Source Document: Our Study Analysis Review Spreadsheet
Narrative: Heart disease remains a major cause of death in western industrialized nations and around the world. It is extremely difficult, however, to reliably forecast which patients with vague or 'soft' symptoms like chest pain will go on to have a true heart problem like a heart attack or death.
In particular chest pain occurring without electrocardiogram changes or biomarker (i.e. troponin) abnormalities is one such 'soft' symptom, and represents the great majority of chest pain patients seen by health care providers. Unfortunately a small proportion of the-se patients will suffer a heart attack or even death, but reliably testing and treating these people without over-testing and over-treating everyone else has proved impossible with current technologies and decision aids.
This review examines the highest quality data available from emergency department evaluation of patients under age 40 who do not have classic cardiac pain, nor classic EKG abnormalities, nor initial biomarker abnormalities*, and who do not have a history of known heart problems.
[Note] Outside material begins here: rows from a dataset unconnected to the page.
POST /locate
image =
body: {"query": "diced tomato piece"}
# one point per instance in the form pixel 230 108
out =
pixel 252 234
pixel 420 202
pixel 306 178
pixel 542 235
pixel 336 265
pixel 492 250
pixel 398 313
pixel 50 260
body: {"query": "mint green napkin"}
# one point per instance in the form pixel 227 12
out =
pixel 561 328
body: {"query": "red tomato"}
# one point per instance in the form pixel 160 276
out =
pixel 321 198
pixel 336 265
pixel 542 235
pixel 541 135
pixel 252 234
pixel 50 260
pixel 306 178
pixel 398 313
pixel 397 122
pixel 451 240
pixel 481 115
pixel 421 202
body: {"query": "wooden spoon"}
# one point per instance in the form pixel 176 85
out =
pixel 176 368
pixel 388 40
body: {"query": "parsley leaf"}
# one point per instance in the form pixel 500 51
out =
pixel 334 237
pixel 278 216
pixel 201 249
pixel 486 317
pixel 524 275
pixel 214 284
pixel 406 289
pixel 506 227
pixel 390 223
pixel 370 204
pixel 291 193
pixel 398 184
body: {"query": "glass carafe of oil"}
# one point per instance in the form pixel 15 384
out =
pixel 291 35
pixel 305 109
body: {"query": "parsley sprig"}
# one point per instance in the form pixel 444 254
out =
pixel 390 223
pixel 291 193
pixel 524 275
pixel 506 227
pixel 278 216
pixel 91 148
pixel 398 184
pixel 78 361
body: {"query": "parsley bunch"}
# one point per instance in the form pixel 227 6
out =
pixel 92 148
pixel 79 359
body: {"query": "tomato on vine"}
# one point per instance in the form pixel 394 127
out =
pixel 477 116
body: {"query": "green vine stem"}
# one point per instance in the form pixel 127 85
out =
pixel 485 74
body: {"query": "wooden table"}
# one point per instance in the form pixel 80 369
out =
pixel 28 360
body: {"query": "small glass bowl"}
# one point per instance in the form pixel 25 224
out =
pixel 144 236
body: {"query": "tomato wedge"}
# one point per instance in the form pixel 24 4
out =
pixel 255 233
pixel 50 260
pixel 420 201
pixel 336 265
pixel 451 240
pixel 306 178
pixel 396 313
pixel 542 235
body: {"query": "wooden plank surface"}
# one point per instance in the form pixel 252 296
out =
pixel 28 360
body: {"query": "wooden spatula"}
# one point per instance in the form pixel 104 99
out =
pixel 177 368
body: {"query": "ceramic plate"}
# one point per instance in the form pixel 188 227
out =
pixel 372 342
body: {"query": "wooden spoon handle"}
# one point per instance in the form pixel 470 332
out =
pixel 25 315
When a physician judged a patient unlikely to have a coronary syndrome and the above criteria were present, the chance of a heart attack or death was extremely small: 2 in 2043. These 2043 patients were pooled from 13 studies. In these data there was 1 heart attack and one death that occurred within 30 days of the initial evaluation. The one death occurred in a patient with metastatic cancer, and it was unclear if the death was related to heart disease. For conservative purposes we counted this death as potentially cardiac.
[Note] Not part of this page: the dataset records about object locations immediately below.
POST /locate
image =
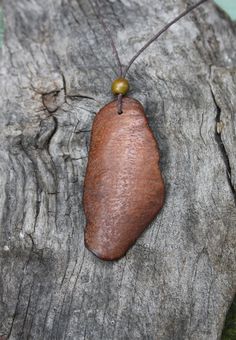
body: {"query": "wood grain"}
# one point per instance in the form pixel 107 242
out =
pixel 178 280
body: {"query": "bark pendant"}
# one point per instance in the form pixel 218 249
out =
pixel 123 188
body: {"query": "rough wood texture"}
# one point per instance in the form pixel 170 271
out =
pixel 123 187
pixel 56 70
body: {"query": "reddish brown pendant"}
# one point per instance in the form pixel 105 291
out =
pixel 123 189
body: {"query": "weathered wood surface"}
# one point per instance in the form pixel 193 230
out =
pixel 177 282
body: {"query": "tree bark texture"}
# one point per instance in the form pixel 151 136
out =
pixel 57 66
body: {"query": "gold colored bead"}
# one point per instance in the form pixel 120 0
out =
pixel 120 86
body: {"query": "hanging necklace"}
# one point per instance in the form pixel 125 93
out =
pixel 123 186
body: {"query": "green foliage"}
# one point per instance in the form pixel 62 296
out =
pixel 229 6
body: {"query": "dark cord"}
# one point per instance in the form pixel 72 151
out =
pixel 165 28
pixel 155 37
pixel 108 33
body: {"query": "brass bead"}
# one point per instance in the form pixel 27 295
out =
pixel 120 86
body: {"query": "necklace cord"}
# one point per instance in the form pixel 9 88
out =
pixel 148 43
pixel 165 28
pixel 108 33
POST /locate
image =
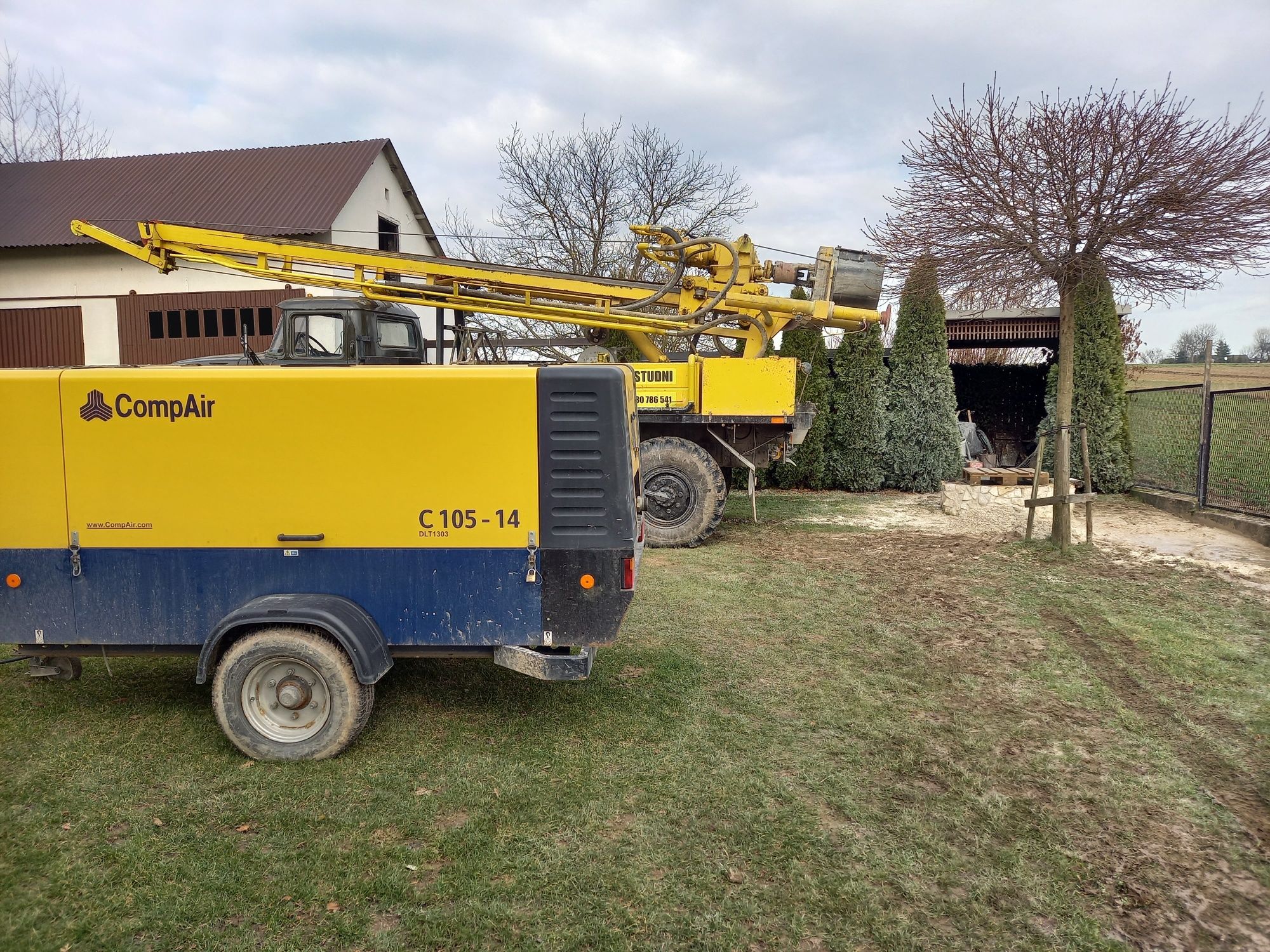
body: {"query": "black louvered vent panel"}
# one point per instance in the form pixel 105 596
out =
pixel 585 482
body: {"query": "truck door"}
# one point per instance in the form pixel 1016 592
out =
pixel 394 341
pixel 36 565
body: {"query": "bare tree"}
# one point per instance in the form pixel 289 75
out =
pixel 1260 347
pixel 43 119
pixel 1192 345
pixel 1018 202
pixel 570 199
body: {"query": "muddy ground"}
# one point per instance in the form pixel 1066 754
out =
pixel 1123 526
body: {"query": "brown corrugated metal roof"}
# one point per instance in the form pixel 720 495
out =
pixel 276 191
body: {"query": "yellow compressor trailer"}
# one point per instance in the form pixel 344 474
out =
pixel 300 529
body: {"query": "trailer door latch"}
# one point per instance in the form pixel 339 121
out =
pixel 531 572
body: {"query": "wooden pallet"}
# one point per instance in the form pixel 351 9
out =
pixel 1005 475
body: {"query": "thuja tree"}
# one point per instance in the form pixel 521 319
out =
pixel 1019 201
pixel 807 466
pixel 858 430
pixel 923 441
pixel 1099 400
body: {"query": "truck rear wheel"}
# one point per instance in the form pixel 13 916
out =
pixel 290 695
pixel 684 492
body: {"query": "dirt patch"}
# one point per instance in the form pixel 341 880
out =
pixel 451 822
pixel 1170 885
pixel 1123 527
pixel 1225 783
pixel 618 827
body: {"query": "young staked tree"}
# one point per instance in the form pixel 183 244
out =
pixel 1099 380
pixel 923 439
pixel 43 119
pixel 570 200
pixel 1019 202
pixel 806 469
pixel 858 428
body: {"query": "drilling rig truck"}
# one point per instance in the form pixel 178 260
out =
pixel 703 412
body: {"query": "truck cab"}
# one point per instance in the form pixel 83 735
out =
pixel 318 332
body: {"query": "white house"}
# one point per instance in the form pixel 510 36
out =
pixel 68 300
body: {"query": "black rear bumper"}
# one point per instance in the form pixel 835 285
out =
pixel 545 667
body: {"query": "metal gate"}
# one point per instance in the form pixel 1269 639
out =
pixel 157 329
pixel 1216 449
pixel 41 337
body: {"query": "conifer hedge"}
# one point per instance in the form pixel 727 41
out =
pixel 923 440
pixel 1098 399
pixel 858 426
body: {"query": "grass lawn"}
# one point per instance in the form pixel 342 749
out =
pixel 812 736
pixel 1165 432
pixel 1226 376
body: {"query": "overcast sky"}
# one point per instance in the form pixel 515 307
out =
pixel 810 101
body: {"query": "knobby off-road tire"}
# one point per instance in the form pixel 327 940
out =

*Cardiac enzymes used in all contributing studies were either conventional assays of cardiac troponin or CK-MB. Studies using only high-sensitivity troponin assays were excluded. All troponin data in these studies is based on the initial troponin only.
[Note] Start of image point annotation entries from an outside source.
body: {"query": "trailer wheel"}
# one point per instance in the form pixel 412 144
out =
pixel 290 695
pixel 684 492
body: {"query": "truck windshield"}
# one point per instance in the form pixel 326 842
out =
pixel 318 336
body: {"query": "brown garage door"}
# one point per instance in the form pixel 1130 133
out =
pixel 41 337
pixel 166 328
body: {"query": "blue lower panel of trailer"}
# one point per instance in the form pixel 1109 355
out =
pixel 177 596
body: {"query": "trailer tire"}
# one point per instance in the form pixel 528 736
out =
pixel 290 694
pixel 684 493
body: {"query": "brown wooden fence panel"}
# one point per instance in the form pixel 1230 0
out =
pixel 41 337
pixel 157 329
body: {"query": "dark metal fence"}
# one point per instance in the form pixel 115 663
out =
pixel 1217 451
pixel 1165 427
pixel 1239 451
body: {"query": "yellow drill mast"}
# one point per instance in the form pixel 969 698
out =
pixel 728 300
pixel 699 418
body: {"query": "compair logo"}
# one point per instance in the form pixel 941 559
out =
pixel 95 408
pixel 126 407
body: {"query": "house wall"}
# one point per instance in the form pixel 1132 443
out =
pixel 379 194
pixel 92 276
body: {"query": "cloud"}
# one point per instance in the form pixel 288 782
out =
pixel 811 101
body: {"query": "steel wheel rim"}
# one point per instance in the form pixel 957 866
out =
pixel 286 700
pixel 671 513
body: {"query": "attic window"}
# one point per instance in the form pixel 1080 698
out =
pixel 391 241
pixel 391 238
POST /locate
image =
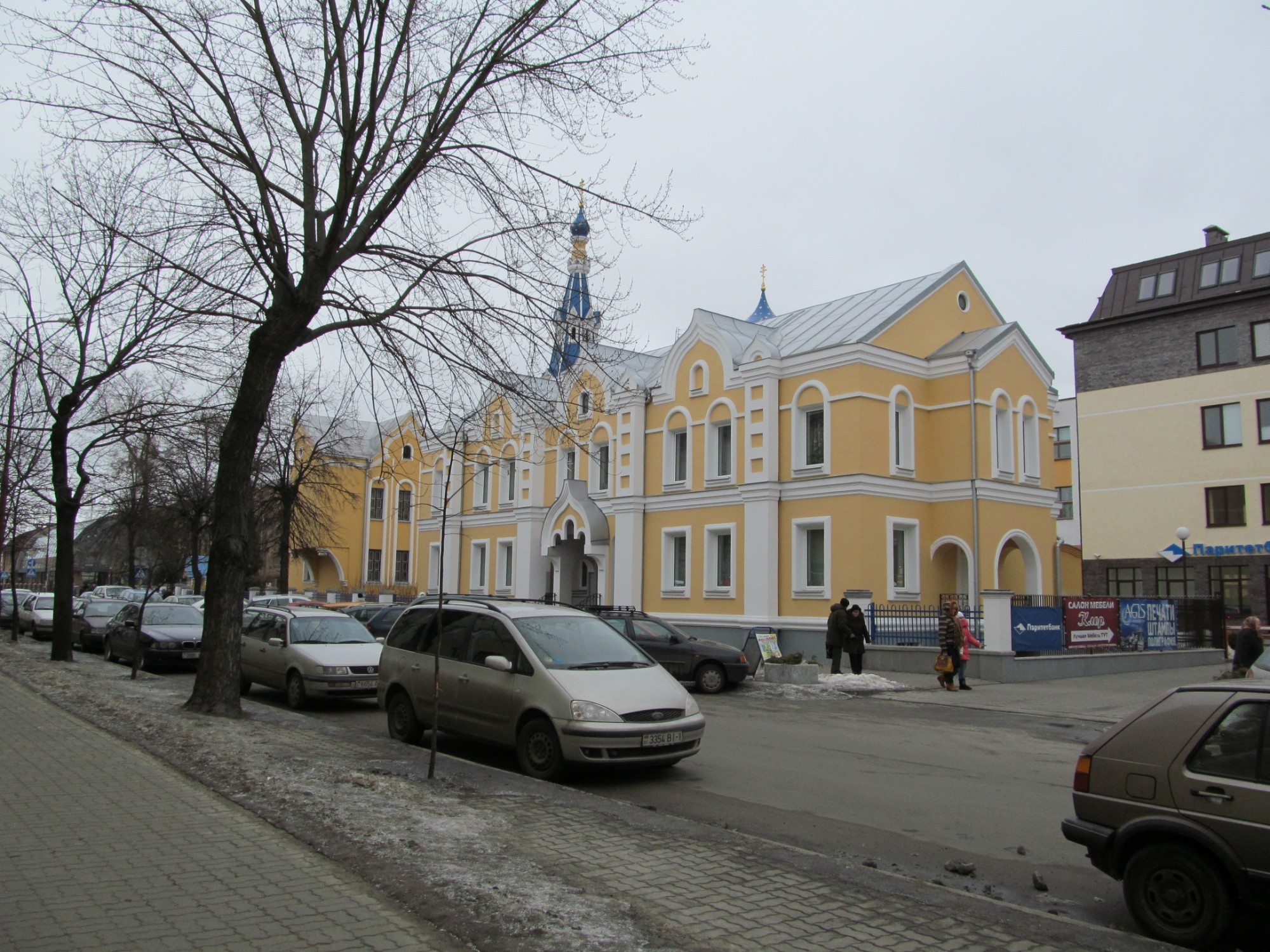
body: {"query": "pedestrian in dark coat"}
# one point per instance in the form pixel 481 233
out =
pixel 835 635
pixel 1248 647
pixel 857 639
pixel 951 643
Caveats: These data rely on physician judgment which is generally unstructured, and it is likely that there is considerable variation in judgment. The data are from multiple centers though one center disproportionately contributes, and that is an urban emergency department in Philadelphia where chest pain studies are of unusually high quality with complete data collection and excellent 30-day follow-up. This population may exhibit different characteristics than some others, however the sociodemographic profile of this population (low socio-economic status, high minority) would suggest a higher-than-average risk pro-file rather than a diminished risk profile.
Importantly, because there is no evidence that percutaneous coronary intervention is beneficial outside of emergent use during ST-elevation myocardial infarction (major heart attack), and only weak evidence of a long term benefit with bypass surgery, we do not count 'revascularization' as an important outcome.
It is also important to note that there was variation in the clinical criteria used in the con-tributing trials. In other words, the studies included in this analysis did not all use exactly the same criteria that we use in this review article. At every point in the data collection process where there was ambiguity the most conservative option was chosen. For example, some studies did not specify that the treating physician judge the patient as “low risk”—this criterion was added as a conservative measure to support a low false negative rate.